Expansions

The core user story did not include any word on transformations of the data.

The following general story framework summarizes a family of essential features:

As a journalist, I want to parse titles and descriptions of RSS feeds to extract additional data encoded there so I can make better use of the available information.

This suffers from a vagueness problem. See https://xp123.com/articles/invest-in-good-stories-and-smart-tasks/ for help on decomposing this generic, meta-story into specific stories. Also see https://agileforall.com/patterns-for-splitting-user-stories/ for more guidance on decomposition of complexity.

Practically, the rss_status.title_transform() function is a single concrete instance of the above general story pattern. This function decomposes the title into docket and parties. There are more nuggets of goodness buried in the description property of the RSS item.

There’s a tiny problem with this function. We’ll look at two versions of adding transformations. The first way to add transformations is simple and applies to the case were a few, very simple things need to be done. Emphasis on “few”.

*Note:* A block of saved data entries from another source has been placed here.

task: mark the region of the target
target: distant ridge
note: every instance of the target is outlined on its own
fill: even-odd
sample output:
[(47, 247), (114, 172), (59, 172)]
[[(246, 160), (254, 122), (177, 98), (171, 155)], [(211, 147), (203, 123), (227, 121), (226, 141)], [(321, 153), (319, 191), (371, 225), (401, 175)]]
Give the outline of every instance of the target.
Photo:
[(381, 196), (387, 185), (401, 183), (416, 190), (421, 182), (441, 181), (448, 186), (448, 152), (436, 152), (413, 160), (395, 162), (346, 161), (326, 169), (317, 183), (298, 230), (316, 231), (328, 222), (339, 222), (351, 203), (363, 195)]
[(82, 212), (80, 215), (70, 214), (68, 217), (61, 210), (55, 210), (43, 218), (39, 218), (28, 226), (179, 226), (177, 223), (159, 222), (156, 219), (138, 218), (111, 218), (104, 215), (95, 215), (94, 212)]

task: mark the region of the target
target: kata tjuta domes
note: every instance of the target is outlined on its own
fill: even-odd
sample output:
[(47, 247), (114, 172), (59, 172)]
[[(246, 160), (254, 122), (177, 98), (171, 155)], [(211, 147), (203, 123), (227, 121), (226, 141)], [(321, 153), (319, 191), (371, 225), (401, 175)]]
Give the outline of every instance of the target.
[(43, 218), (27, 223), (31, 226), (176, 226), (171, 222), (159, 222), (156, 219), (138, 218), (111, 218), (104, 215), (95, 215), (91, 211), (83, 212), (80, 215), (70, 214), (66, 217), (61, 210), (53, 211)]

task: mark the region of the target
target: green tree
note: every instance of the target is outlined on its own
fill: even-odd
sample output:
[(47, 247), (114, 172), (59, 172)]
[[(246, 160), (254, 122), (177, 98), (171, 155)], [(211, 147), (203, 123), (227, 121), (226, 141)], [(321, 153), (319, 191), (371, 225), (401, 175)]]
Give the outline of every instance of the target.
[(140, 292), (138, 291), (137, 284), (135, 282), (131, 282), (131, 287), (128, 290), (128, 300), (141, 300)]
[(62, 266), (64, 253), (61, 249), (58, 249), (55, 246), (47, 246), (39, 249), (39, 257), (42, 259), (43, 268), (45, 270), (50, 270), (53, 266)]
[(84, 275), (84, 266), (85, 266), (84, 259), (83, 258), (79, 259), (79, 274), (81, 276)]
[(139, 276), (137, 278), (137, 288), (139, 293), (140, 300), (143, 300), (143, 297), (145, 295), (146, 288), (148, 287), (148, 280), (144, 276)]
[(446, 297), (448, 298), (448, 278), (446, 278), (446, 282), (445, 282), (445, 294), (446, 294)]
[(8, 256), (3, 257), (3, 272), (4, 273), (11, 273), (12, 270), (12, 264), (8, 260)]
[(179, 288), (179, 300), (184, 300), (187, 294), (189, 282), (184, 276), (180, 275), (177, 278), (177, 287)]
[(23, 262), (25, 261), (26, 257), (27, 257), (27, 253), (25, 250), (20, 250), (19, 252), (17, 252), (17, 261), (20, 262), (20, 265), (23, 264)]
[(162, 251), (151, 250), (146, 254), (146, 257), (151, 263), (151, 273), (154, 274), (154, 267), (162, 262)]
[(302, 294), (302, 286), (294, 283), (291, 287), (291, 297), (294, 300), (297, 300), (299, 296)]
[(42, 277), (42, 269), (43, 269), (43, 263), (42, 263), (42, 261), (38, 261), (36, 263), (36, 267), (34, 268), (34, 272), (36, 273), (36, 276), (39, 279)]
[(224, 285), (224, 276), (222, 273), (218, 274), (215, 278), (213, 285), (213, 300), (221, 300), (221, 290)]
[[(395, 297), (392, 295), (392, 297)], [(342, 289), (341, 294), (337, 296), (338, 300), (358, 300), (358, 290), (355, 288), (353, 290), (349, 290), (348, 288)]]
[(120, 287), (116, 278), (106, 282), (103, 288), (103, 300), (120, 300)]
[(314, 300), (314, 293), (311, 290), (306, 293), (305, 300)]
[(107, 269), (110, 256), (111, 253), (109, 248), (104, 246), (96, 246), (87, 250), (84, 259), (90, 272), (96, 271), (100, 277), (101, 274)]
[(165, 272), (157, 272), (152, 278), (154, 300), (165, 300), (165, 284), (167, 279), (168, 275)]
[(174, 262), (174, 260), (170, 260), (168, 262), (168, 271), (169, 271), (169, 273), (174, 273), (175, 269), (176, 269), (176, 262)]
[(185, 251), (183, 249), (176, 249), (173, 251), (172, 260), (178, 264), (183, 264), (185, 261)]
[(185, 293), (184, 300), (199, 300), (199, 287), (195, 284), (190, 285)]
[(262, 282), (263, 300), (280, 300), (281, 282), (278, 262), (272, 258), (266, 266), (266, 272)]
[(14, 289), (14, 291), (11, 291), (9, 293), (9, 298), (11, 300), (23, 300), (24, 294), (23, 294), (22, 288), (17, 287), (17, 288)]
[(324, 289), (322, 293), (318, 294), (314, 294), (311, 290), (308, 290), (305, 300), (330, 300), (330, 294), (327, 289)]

Then we’ll look at a more sophisticated rewrite that might be in order.

Simple Expansion

How do we expand the transformation steps? There are several parts to making a few, simple changes:

  1. Write the additional transform steps inside the rss_status.title_transform() function.

    Right now, the code looks like this:

    docket, _, parties_title = row.title.partition(' ')
    _, _, real_docket = docket.partition(":")
    

    Which partitions the title on a space, and the partitions the docket on a `":".

  2. Test the function in isolation. This is best done with examples, as shown in the rss_status.title_transform() function. The Python doctest tool can confirm the example is correct.

    Here’s the OS-level command that runs doctest.

    slott$ python3 -m doctest -v rss_status.py
    

    Here’s the bottom two lines of the output.

    7 passed and 0 failed.
    Test passed.
    

    All of the examples worked as predicted.

  3. Expand the rss_status.ExpandedRSS class to include the additional attributes built by the new transform function(s).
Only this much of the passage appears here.